Other noteworthy bosses included Blackmore, a vampire who fights with his shadow. There was also Wallman, whom you could kill in under 10 seconds, making it even easier than the Mummy in Symphony of the Night. Finally, Eligor was a massive boss that could not fit the screen and was fought in several phases, similar to Menace in Castlevania: Dawn of Sorrow. All these before your epic fight against Death and eventually Dracula himself.
Castlevania: Symphony of the Night, Harmony of Dissonance, and Aria of Sorrow were drawn by Ayami Kojima. However, Dawn of Sorrow and Portrait of Ruin took a turn to a more contemporary anime style. The character design in the portraits faced some backlash for not looking as dark as Kojima's gothic style artwork.
However, Order of Ecclesia featured a darker style a little more related to Kojima's dark style. The portraits were drawn by Masaki Hirooka. They embraced the gothic style known in Castlevania and meshed well with the storytelling. Hirooka would later go onto draw the character artwork for popular 3DS games, such as Kid Icarus: Uprising and Radiant Historia: Perfect Chronology.
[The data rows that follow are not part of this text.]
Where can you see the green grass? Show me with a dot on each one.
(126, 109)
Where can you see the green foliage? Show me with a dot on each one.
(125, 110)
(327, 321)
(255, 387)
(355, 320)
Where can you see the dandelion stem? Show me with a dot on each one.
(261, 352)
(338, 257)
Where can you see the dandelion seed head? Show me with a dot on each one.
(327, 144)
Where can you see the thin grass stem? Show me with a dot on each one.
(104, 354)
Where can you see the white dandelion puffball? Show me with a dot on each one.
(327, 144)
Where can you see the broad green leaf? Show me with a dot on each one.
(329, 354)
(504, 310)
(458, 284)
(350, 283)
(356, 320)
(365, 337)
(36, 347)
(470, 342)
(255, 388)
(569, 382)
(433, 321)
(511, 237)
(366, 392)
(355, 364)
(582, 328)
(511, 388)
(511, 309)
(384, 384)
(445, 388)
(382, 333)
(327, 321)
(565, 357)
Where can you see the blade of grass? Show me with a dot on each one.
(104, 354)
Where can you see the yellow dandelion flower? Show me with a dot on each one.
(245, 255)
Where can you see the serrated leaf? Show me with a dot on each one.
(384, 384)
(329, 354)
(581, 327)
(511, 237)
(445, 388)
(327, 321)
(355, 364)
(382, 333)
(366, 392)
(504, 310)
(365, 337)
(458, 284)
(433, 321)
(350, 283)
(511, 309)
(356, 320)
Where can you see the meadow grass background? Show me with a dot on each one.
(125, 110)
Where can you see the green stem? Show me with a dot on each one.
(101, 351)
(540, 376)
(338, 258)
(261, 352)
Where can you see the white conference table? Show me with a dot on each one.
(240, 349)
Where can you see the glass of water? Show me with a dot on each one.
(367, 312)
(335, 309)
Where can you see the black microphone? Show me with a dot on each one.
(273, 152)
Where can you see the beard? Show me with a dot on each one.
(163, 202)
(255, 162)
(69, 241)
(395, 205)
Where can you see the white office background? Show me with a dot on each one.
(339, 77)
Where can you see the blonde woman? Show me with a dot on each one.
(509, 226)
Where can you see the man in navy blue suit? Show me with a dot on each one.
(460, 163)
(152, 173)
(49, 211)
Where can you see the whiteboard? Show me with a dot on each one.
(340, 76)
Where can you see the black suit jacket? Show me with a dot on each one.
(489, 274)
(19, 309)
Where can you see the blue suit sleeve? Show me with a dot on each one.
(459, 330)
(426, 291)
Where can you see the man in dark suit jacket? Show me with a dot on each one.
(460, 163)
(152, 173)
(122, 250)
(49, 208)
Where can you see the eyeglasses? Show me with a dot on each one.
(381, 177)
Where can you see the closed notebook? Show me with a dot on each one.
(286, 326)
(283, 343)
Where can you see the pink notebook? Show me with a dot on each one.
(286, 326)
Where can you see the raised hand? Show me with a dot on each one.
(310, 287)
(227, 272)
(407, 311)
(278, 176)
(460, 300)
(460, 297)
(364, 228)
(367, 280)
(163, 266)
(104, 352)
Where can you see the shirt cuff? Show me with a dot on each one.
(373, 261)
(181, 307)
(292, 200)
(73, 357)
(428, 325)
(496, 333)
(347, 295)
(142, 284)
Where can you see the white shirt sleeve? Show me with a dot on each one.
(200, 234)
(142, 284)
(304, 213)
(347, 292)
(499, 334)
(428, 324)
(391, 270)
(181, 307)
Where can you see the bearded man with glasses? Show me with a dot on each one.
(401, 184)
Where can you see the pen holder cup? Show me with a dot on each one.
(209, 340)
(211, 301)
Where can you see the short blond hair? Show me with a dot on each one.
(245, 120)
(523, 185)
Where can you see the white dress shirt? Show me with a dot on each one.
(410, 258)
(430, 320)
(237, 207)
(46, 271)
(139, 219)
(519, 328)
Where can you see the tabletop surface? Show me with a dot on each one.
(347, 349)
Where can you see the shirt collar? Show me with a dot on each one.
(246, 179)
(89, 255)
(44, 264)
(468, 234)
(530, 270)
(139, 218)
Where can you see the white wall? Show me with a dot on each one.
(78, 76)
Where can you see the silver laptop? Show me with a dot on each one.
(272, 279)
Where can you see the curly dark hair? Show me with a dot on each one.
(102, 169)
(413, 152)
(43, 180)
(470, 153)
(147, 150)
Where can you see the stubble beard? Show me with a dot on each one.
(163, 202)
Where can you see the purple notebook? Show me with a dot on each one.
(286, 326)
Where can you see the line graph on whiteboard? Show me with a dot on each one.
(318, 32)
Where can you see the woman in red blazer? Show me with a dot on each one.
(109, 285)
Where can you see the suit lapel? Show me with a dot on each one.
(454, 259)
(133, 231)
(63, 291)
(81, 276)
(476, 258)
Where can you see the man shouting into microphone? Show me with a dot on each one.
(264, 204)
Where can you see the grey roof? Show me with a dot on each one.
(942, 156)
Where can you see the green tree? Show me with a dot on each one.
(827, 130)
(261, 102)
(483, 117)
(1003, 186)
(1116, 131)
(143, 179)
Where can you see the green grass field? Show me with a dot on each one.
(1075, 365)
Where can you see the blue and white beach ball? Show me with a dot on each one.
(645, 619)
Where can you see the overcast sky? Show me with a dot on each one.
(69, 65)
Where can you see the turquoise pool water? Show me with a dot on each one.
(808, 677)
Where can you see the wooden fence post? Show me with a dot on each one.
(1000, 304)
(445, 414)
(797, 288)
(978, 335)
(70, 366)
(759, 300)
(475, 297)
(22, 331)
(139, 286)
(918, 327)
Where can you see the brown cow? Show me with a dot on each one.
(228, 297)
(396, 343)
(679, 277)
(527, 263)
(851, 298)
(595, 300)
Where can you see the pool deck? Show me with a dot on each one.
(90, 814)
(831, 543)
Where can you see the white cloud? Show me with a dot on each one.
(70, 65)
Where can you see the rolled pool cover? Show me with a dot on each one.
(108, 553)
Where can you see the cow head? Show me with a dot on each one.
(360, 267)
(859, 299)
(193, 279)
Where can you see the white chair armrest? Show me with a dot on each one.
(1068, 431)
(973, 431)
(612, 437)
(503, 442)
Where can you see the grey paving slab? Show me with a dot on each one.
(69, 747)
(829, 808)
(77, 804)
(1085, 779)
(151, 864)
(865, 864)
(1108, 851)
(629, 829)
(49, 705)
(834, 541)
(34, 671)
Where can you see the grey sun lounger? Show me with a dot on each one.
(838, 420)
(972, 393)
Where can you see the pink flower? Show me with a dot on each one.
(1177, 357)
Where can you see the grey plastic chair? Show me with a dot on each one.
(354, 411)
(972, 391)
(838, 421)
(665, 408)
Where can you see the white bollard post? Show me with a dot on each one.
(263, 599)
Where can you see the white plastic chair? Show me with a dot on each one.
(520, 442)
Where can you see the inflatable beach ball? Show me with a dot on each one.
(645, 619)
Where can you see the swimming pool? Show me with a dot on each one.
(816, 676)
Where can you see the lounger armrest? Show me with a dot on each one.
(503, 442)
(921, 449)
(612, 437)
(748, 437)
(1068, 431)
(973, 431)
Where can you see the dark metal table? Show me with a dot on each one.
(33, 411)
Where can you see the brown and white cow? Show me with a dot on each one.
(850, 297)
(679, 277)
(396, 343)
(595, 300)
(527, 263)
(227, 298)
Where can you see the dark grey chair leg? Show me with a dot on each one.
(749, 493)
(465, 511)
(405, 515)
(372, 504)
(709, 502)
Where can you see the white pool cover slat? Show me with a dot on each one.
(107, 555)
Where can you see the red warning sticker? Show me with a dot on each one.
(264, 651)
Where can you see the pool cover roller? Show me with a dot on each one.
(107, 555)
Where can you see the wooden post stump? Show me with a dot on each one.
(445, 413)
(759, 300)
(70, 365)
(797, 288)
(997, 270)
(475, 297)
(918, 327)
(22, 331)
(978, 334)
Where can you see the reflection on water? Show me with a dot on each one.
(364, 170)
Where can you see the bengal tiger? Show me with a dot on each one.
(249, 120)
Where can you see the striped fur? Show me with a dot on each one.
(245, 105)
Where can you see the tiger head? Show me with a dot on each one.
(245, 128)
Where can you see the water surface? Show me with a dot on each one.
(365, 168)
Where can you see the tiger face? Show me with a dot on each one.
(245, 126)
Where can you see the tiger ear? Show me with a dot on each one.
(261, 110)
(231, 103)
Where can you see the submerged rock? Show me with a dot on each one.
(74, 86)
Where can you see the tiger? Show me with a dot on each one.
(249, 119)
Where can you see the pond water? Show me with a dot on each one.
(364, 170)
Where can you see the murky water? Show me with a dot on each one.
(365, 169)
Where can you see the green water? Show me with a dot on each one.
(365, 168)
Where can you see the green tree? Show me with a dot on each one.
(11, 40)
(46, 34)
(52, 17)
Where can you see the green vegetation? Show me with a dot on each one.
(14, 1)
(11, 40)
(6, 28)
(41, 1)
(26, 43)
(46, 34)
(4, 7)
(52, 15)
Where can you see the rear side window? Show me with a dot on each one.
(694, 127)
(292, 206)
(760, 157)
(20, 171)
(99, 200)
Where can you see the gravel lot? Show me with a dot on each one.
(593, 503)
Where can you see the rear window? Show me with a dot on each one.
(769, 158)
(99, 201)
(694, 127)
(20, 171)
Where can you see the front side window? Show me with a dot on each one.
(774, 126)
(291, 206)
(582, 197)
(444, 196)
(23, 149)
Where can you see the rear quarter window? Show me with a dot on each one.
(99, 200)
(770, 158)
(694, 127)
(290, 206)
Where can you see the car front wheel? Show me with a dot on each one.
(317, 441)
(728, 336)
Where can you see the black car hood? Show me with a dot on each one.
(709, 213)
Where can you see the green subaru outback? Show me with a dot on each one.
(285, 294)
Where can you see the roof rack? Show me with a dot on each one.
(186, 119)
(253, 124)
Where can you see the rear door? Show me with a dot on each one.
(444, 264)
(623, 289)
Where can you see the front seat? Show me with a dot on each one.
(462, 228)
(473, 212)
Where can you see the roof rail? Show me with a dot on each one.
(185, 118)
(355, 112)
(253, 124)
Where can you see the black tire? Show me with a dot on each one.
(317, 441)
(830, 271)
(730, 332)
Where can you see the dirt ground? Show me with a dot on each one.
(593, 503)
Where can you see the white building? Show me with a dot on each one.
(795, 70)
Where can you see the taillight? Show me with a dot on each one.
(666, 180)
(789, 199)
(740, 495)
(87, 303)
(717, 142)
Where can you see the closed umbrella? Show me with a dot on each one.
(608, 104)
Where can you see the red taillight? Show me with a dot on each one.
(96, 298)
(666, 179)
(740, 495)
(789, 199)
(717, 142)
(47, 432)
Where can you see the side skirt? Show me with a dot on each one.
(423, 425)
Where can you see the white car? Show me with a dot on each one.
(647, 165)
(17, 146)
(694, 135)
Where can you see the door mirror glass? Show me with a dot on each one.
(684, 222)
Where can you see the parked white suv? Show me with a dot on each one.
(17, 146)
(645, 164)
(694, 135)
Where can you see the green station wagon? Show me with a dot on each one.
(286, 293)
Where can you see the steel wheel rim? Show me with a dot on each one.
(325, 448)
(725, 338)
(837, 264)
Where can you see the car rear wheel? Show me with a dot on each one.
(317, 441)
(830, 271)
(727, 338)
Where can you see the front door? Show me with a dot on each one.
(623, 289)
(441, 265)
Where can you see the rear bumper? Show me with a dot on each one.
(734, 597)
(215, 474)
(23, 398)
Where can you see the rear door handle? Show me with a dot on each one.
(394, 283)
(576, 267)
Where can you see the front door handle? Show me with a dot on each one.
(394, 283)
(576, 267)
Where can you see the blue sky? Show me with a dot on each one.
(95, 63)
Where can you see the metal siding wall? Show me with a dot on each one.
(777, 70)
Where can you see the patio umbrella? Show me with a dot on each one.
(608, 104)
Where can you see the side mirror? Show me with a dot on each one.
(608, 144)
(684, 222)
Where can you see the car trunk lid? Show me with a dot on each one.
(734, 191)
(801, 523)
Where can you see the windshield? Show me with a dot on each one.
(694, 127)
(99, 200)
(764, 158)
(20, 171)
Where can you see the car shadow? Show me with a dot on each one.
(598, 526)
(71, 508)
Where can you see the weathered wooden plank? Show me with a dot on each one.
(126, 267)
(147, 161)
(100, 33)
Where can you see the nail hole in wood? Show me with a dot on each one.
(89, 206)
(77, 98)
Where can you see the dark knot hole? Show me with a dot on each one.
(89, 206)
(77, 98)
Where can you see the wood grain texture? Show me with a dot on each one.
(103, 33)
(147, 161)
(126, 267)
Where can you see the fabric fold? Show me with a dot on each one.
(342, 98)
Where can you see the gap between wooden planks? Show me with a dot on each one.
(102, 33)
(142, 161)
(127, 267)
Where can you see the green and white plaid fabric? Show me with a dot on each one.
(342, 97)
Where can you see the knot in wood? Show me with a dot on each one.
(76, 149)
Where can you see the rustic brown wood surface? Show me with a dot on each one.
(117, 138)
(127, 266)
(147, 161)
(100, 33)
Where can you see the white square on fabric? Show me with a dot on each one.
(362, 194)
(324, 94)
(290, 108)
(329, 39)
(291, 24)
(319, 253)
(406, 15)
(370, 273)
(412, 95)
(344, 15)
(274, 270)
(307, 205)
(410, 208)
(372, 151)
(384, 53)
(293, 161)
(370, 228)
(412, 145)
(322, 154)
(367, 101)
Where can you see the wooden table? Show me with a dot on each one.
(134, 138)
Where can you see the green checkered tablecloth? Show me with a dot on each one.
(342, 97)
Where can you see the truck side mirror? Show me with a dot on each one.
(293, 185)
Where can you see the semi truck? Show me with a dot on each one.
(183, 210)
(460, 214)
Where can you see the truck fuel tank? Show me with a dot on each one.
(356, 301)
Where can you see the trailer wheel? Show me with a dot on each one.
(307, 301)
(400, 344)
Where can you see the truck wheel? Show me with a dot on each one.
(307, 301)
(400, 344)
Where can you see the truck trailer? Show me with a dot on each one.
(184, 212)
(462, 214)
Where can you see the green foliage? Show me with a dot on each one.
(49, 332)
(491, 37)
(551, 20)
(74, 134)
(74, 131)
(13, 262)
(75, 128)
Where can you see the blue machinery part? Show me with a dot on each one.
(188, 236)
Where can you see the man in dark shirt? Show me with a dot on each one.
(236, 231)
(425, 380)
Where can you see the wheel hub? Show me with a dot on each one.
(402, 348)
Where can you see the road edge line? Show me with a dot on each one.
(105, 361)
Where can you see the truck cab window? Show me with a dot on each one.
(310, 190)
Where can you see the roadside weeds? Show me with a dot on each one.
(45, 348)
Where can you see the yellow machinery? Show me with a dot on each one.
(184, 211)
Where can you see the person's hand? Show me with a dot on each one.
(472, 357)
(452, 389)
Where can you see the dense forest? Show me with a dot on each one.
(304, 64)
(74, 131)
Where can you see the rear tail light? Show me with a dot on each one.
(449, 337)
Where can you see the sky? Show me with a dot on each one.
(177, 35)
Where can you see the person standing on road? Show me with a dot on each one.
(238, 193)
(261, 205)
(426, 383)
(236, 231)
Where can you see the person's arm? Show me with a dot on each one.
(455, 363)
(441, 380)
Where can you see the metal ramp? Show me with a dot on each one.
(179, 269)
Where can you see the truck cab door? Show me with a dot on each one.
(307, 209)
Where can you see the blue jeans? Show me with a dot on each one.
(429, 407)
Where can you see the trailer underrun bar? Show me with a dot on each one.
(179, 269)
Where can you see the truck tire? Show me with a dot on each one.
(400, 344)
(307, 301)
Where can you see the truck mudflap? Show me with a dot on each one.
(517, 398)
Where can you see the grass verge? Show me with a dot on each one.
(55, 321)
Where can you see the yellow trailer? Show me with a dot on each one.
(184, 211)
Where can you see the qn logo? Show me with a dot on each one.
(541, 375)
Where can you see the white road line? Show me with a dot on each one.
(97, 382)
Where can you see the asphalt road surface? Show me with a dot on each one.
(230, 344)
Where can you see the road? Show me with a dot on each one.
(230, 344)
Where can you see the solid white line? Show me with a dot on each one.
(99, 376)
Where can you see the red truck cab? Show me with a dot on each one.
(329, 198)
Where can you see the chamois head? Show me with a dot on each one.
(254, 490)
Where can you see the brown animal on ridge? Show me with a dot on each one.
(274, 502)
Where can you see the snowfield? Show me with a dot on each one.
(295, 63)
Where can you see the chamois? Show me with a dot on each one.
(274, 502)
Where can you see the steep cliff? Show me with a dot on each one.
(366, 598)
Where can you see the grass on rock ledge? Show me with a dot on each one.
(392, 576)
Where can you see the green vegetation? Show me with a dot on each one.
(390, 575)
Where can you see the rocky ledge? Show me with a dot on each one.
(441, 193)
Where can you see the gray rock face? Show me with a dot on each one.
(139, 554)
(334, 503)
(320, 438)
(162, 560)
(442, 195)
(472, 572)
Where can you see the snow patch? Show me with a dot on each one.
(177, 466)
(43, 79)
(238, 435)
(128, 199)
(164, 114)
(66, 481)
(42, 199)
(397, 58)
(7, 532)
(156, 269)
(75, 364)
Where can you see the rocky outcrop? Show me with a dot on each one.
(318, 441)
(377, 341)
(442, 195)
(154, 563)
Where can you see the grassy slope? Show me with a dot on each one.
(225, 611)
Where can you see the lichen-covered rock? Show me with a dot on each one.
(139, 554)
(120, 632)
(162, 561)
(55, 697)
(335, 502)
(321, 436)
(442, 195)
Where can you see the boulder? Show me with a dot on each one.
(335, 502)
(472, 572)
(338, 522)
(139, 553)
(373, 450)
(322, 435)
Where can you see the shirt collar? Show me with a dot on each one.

Of note, the main character, Shanoa, was modeled after IGA's wife.
If you're interested in what Soma, in Dawn of Sorrow, Jonathan, and Charlotte look like when drawn by Ayami Kojima, check them out here.
Order of Ecclesia's music felt wonderfully captivating of the mood. The theme "Cantus Montetten" would play when Shanoa met up with Albus. While he seemed like the enemy, the music told a story that there was a bond, not a rivalry between the two.
One of my personal favorites, "Former Room 2," played when the truth was revealed. The plot twist was, admittedly, not surprising for myself, but might be one of the best betrayal themes you could ever ask for. The ensuing boss fight was not only one of my favorites, but I also enjoyed the "Lament to the Master" greatly.
Shanoa's theme, "An Empty Tome" finally played when you infiltrate Dracula's Castle. Plus you'll hear some wonderful remixes in the spin-offs, Castlevania Judgment and Castlevania: Harmony of Despair. Another personal favorite was Ebony Wings, also remixed in Harmony of Despair.
How does this relate to today?
Koji Igarashi departed from Konami in 2014. Prior to the departure, Konami attempted to reboot the Castlevania series with "Lords of Shadow," developed by Mercury Steam. This overhaul would completely restart Castlevania with a new storyline and a thematic more appealing to the western fantasy fan. Konami did not release a title in the series after the underwhelming Lords of Shadow 2. Meanwhile, Castlevania: Order of Ecclesia, much like the series' previous DS titles, never saw re-releases.
However, Koji Igarashi used Kickstarter to create a highly successful Metroidvania title, Bloodstained: Ritual of the Night. After several years of development, he released his brainchild in the form of Castlevania's spiritual successor. Featuring a female protagonist who could absorb magic shards, it featured many similar gameplay elements and aesthetics akin to his previous Castlevania titles. For those who'd wondered where Castlevania had gone after Order of Ecclesia, Bloodstained capitalized on it and returned the series to form. With the release of Bloodstained, the challenging, gothic, Metroidvania side-scroller would finally live once more.